Enfin, il y a Aristide Thommereux. Un amoureux transi d’Angèle. Parti soigner son désespoir au loin. Il revient de Batavia, avec son casque colonial ! Patrick Chesnais est cet homme ! Il est fabuleux.
Ajoutons une femme de chambre dévouée mais tourmentée par la libido, Elsa Rozenknop, un coquin de séducteur en la personne du chauffeur de la maison, Emmanuel Vérité, et enfin le mari de l’actuelle maîtresse de Ribadier, Savinet, Benoît Tachoires.
Un décor en noir et blanc qui se révèlera cinétique comme une œuvre d’art optique, Ladislas Chollat imprime un mouvement très vif à la représentation.
Il a imaginé une kyrielle de petits détails de comportements qui insuffle un tour immédiatement burlesque au spectacle avec les contorsions répétées pour entrer et sortir de scène, les démarches, les cadences…etc
Mais il n’écrase en rien la psychologie, le vernis de psychologie qui nous séduit aussi dans Feydeau : sans cela on ne s’identifierait pas à ce point aux personnages et l’on rirait moins, on resterait extérieur.
On rit ! On rit beaucoup car la comédie en trois actes, écrite par Georges Feydeau avec Maurice Hennequin, n’a pas pris une ride.
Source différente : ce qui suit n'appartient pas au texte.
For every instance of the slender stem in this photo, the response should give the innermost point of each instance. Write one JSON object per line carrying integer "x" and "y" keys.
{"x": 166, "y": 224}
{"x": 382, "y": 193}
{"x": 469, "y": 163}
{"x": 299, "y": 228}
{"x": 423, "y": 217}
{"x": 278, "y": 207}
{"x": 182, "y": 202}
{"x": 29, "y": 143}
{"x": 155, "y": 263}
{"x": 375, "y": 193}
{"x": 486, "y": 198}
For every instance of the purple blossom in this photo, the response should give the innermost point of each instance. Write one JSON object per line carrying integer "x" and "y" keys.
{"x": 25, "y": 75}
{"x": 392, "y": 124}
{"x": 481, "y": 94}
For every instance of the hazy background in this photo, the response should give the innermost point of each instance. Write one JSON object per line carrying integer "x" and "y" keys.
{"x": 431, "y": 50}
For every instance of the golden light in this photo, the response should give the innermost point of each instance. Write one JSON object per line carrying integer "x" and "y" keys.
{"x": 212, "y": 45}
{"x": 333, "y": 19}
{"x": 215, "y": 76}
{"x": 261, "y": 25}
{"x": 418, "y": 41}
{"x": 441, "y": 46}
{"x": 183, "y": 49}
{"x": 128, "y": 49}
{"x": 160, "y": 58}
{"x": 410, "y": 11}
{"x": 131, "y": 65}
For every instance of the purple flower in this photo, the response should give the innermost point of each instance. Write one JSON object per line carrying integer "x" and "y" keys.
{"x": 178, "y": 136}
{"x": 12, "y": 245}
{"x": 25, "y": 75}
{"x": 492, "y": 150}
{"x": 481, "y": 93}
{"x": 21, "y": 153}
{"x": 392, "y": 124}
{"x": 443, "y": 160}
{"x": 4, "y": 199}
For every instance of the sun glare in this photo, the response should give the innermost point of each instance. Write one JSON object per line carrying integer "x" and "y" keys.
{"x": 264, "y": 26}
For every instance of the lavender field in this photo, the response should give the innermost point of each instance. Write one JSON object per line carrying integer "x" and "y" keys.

Elle est brillante et délirante, elle va vite, elle charrie les répliques formidables et les comédiens sont d’autant plus excellents qu’ils sont d’abord sincères.
Sincère, Benoît Tachoires, Savinet bougon et intéressé, sincère, Elsa Rozenknop, très drôle, sincère, ce jouisseur de Gutzmann, avec sa veste de cuir noir de chauffeur de maître.
Dans les trois rôles de tête, on retrouve cet engagement, cette vérité…mais ces trois-là jouent aussi avec quelque chose d’une légère irréalité, comme en légère lévitation…et justement, vous verrez la belle surprise que vous réserve ici « le système » de Ribadier vu par Ladislas Chollat et son équipe artistique : Eric Supply, assistant à la mise en scène, ingénieux décor d’Emmanuel Charles, lumières d’Alban Sauvé, très beaux costumes de Jean-Daniel Vuillermoz, accordés aux noirs et blancs du décor, musiques bien trouvées par Frédéric Norel.
Le trio, on l’a dit, est idéal. Aristocratique et délicate, Valérie Karsenti est séduisante et touchante –car évidemment, les femmes, ici, ne sont pas traitées avec grande noblesse…mais Angèle se défend ! Pierre François Martin-Laval se dépense sans compter pour ourdir ses trahisons conjugales. La mauvaise foi de Ribadier est extraordinaire et, dans cette mise en scène, il est toujours pressé, toujours au bord de la rupture d’équilibre, physique et psychique…C’est épuisant de mentir et de courir…Il est très drôle !
On ne sait quel élixir de jouvence a absorbé Patrick Chesnais, mais il retrouve l’énergie de sa jeunesse ! Il est incroyable. Il a les cheveux blancs, mais il atteint des sommets dans le jeu, la manière virtuose de dire le texte, de se faire entendre, de bouger, de casser son corps, de danser même, d’être à la fois un pantin et un homme blessé ! Un immense interprète que l’on est heureux de retrouver en si grande forme ! Il est un Thommereux jamais ridicule, et pourtant grotesque parfois. Un Thommereux bouleversant, et pourtant insupportable. Un sommet de l’art du jeu.
Ladislas Chollat signe une très bonne version du chef-d’œuvre créé en 1892, mais qui a quelque chose de frais et nous touche, directement….
Théâtre des Bouffes Parisiens, du mercredi au samedi à 21h00, samedi à 16h30 et dimanche à 15h00. Durée : 2h00. Tél : 01 42 96 92 42. Pour plusieurs mois.